Author's Note:
Dear All,
Pardon if this chapter doesn't go as well as I hoped it to be, but let's hope that writer's block deserts me forever serious! Inspiration only comes in bouts. It is just so hard to get words out, and this chapter had to be written in spurts. No one seems to believe me, that's all. Anyhow, I'm trying to imagine this chapter as a scene from an epic movie. :-) (just a more introspective version of it)
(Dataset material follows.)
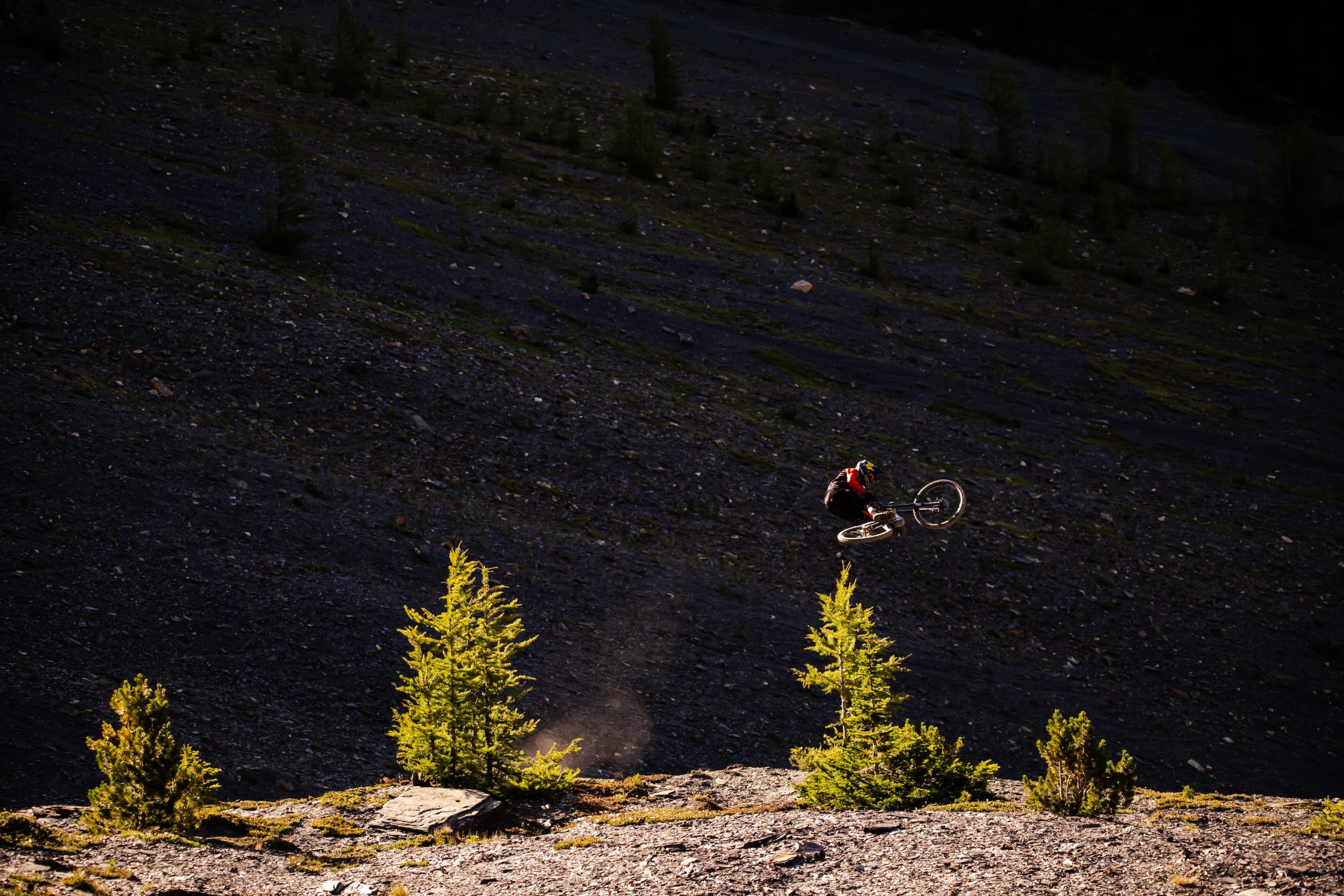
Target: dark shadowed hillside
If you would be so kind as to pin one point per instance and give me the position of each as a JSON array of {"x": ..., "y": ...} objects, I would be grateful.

I'm so so glad you all loved the chapter on Ardeth's tortured self, dear ladies, Ruse, Deb, Sapphire Wine (I think the highest compliment is that my story can lure a hard-core Rick/Evy fan to read it! And yep, the names are a mix of Arabic and Sanskrit heehee), Deana, Lula and Mommints (Jealous? You've really gotta be kidding!), who were so vocal about wanting to hold Ardeth and never let go. So here's this additional bit, for those who really expressed interest in the upcoming fight that Ardeth rushed into, especially written for you all, a completely unplanned-for chapter since I really didn't think of writing the fight scene. Well, this chapter hopefully messes the structure of the story NOT, but what the heck. I'll think of something as we get along and the loose ends will be tied up, all in time to come.
Thank you for your encouragement. It is your reviews that make me want to sit in front of the computer and write and write, and force the words out. I anxiously await them, as again.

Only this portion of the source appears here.